Мы высадились в Керкинитской бухте на западном берегу Крыма 14 сентября. Никто не знал, имеют ли русские понятие о нашем приближении, и меня томили недобрые предчувствия о том, что нас ожидает. На поверку нас не ожидало ровно ничего, по крайней мере — никаких людей. Берег был пуст, и на дальней гряде холмов ни войск не было, ни пушек.
Мы разбили бивак дальше на берегу и там ждали, когда высадятся конники и артиллерия. Ночью хлынул дождь, и не реденький вам английский дождик, а страшный обломный ливень, он гасил огни и взбивал землю так, что она превращалась в трясину. Кое у кого были палатки, кто прикрылся одеялами, но ничто не выдерживало напора воды, и все промокли до костей. Письмо от Беатрис, содержащее уютные домашние известия: погода прекрасная, дети здоровы, воздух Англии подстрекает аппетит, — пошло безнадежными пятнами. Я его бросил в грязь; ни разу в нем не упоминалось, что она соскучилась.

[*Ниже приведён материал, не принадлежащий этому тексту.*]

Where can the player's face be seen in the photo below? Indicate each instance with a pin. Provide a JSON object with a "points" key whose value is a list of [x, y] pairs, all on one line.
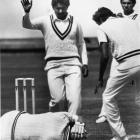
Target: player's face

Зорю пробили наутро в три часа, и мало кого из ходячих пришлось расталкивать после сна. Дров не было, и костер не развели, выступили без чая. Шляпа, которая прежде была мне так велика, вся скукожилась, и пришлось ее привязать бечевками.
Ушло еще два дня, к счастью ясных, пока разгрузили провизию, вернули больных на суда и похоронили мертвых. Джордж был в отчаянии, обнаружа, что не выгружено ни единой повозки и до ужасного мало носилок. Еды тоже не хватало, хотя некие татары пришли попозже в лагерь, выражая намерение продать нам овец и несколько бурдюков вина. Едва сделка была заключена — повара уже резали глотки, — вдруг откуда ни возьмись налетела свора собак, окружила живых овец и ловко отогнала прочь. Вслед ретировавшимся татарам прогремели выстрелы, но их преследовать охотников не нашлось.